The painting passed back into the museums hands only recently after being found at the back of a prop cupboard at the BBC.

Tuesday, May 01, 2012

Disco Inferno

This was Abigail's Disco Tailed Peruvian Party Python right at the very start of it's life, primarily lumps of plasticine held together by pipe cleaners to recreate a childhood toy. You may remember them, they were plastic snakes that you held by the tail so the slightest movement of your hand made them wriggle a little. Amusing for a short time I admit but I also remember that mine was bright red with crazy markings on them and that was what I wanted my ADTPPP for short to be.
Once everything was modelled including the cheese, onions and sausages it was take out side and placed in a suitable spot in the garden to be photographed. The sun was at just the right height and as it was a cloudless day perfect for the photo shoot. I must have taken around fifty photos from different angles until I was happy with it all.
Back inside I could sketch up the photo and begin work. First job was to paint in all the grass using a long haired pointy brush and using my paint thinned down with Liquin light. It took ages but finally I could start the python. Using a bright red base with a pale and wrinkly underside I used photos of Peruvian designs to add a further splash of colour into the piece.
Paying special attention of course to things like sausages. I even had some items of party food in the studio so I could get the colour and detail just right, the smell after a few hours though was not too good, cheese it seems does not like to sit under a hot spotlight for long periods and tends to break out in a sweat. Ugh!
Still, it all looked fine in the finished piece, all the party food in place and the shiny disco balled tail cast just the right amount of sparkle out to allow this Peruvian Party Python find it's little way home again. All that was left was to write the story and I'll include that in tomorrows entry.

Monday, April 30, 2012

No Brolly Required

It's probably got to be the worst weather I have driven in for sometime during our journey to Trident Galleries this weekend. The rain had been hammering down all night, standing water on the motorways made the going treacherous and 60mph gusts of wind added to the misery. Over the course of three miles we witnessed five accidents, all serious from the overturned cars and wreckage we saw and went through three lane closures due to debris.

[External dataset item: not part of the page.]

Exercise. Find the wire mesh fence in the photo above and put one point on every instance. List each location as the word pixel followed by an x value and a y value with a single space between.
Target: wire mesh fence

Away from the motorways things were no better, large pools of standing water and limited visibility made the going slow even at 30mph. Looking at the highways agency reports it had been a busy morning everywhere in the UK with orange and red alerts peppering the screen. Not nice. Still, we arrived safely but the rain pretty much carried on all day as I'd imagine it did everywhere. Fortunately both of the weekend appearances went extremely well despite the weathers best efforts, let's just hope it all gets a little brighter for the upcoming bank holiday weekend.

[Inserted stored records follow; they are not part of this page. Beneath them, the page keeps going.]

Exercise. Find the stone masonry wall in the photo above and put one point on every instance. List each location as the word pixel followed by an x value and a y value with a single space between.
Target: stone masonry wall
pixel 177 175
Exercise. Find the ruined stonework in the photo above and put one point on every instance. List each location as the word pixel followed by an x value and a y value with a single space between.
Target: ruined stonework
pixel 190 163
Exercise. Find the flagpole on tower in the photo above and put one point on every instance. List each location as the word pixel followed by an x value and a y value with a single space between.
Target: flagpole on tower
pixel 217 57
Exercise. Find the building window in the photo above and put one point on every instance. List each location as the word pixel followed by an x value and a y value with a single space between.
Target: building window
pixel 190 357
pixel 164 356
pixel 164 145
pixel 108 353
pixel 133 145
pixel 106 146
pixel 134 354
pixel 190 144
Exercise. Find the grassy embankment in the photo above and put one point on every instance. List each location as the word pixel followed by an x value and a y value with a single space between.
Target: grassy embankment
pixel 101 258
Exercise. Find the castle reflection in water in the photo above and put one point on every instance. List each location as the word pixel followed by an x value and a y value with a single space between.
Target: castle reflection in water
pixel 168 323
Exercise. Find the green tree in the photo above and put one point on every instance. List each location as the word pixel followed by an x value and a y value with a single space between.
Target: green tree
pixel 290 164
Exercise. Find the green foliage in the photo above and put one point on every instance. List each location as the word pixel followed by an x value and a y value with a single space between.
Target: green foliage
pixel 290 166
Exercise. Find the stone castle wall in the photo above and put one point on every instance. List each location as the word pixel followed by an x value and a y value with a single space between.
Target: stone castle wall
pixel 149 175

Today though is a different matter, for a start there is a strange bright object in the sky. I think it's called the sun if I remember. Aaran, Jura and Iona knew exactly what it was and after nearly a week indoors hiding from all the nasty weather as soon as the door opened this morning out they binkied, the bunny equivalent of extreme happiness.

...and then launched straight into chewing mode and decided to take it out on Bunnyopolis with a three way chewing session. Aaran is on the left, plump Iona in the middle and Jura on the right being a little camera shy.

I know it's nice outside but today is another day of model making before getting back to painting tomorrow, my list of items required is plasticine, tin foil, pipe cleaners, cotton wool and a large oven tin and cup, I'll just have to see if I can sneak them out of then kitchen, especially after filling the last oven tin with a mixture of water and ink a few weeks ago. Admittedly it did stain a tad and had a tendency to come off on everything as Jayne pointed out eating her perfectly cooked yellow and purple salmon fillet. Ooops!